Wednesday, May 02, 2007

It's a sense of perspective.



This may all have been prompted by the death on sunday night of a guy i knew who was the same age as me, or maybe not, I'm not sure.

Somedays the voice is there, Monday was one, especially the morning bit, I was useless, no good, life was pointless, and then for some reason i can never put my finger on it brightened up, I felt a lot better and then yesterday morning (Tuesday) I decided to write out all the things in my life that i was grateful for. I found it difficult to get started, family, house, friends, the normal stuff. But then after a minute or two the pen started flying, and i was unstoppable, i'm grateful for my brain, my legs, my ability to sell and keep customers, fun, where i live, the rossies, people who half understand me, long daft chats about life, the gnawing feeling that often keeps me on my toes, writing this daft blog, music, my ipod, my famous right knee, my childhood family, and more and more stuff just kept flying out until i had pages filled with things i'm greatful.

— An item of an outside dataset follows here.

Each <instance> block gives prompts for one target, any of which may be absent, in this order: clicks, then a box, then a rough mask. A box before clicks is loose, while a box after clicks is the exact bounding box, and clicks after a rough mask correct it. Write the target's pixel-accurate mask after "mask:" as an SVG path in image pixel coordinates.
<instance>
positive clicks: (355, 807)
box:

Here's the thing, I often feel down and envious of people who have it solved, those who are so relaxed that nothing is bothering them, but i'm pretty sure nobody has it solved all the time, everybody has doubt, it's part of life, but at the same time life is pretty good, whether we can see that or not.... here's a video that kind of sums it up for me


Somedays i know it's a wonderful world but I can't really see it.